La palabra se había desprendido del discurso y flotaba en el aire conjurando la nube de obsesiones que, como un enjambre de moscas, no dejaba en paz su pensamiento.
– ¡Desgraciado! -repitió Andrea y de un manotazo apartó el mantón de las rodillas, que dejó al descubierto las piernas y los pies desnudos, inquietos y temblorosos y se deslizó por cubierta hasta detenerse en un motón. Martín dio un paso para recogerlo y ella, creyendo que había decidido irse, se levantó tambaleándose aterrorizada ante la idea de quedarse ahora sola con su rencor, le agarró con fuerza por la manga de la camisa y en un tono que habría sido un grito de no haberle salido la voz tan ronca, gastada y sombría por la humedad, o acaso forzada adrede por subrayar el carácter inaplazable que quería dar a la orden, le dijo-: No, ahora no te irás, ahora vas a oír todo lo que tengo que decirte.

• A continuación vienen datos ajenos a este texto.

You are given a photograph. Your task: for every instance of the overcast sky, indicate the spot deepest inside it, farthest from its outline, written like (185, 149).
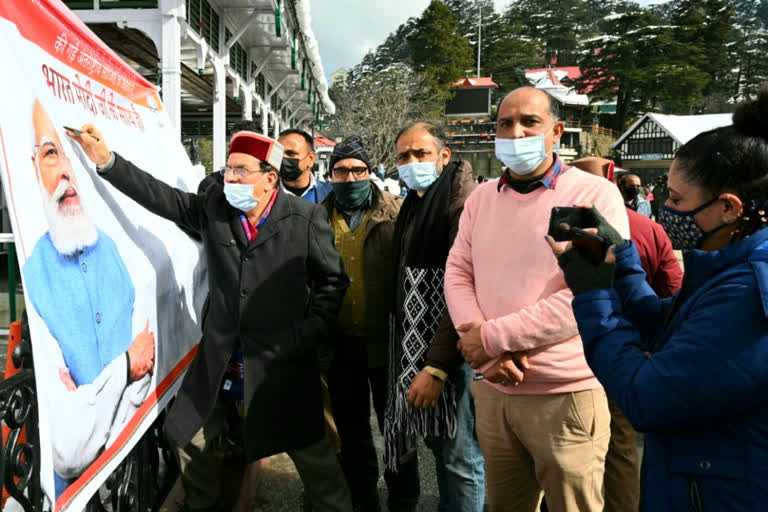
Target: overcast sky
(347, 29)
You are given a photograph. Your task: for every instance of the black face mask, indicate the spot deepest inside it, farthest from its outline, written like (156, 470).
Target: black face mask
(631, 194)
(289, 169)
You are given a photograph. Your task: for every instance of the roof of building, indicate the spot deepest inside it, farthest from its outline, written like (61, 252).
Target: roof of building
(680, 128)
(549, 79)
(483, 81)
(321, 140)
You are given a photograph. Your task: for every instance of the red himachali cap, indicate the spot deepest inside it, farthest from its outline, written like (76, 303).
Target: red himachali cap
(258, 146)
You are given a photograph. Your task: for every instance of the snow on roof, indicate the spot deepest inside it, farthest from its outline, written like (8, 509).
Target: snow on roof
(483, 81)
(572, 72)
(322, 141)
(681, 128)
(310, 45)
(548, 79)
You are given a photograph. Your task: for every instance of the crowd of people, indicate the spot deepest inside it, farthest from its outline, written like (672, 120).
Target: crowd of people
(525, 366)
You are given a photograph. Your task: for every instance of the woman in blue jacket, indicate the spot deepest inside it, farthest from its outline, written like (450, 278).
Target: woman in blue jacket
(692, 371)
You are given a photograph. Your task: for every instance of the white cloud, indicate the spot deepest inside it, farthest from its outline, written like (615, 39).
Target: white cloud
(347, 29)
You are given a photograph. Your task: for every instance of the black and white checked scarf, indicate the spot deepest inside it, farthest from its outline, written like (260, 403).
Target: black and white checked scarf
(423, 307)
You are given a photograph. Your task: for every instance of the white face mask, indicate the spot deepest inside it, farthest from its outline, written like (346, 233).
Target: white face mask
(522, 156)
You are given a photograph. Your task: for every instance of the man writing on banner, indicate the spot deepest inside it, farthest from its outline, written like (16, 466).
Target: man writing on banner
(100, 371)
(266, 250)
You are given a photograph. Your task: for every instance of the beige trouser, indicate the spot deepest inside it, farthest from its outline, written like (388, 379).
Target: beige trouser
(555, 443)
(622, 469)
(317, 465)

Había fuego y odio en su mirada azul, y más resplandor en las pupilas aún que bajo el sol, más acero en la intensidad que recogía y multiplicaba en el cristal de las gafas los destellos de la luz del mástil para lanzarlos a la negra noche, como señales de seres extra-terrestres, señales de urgencia, de peligro, de ataque.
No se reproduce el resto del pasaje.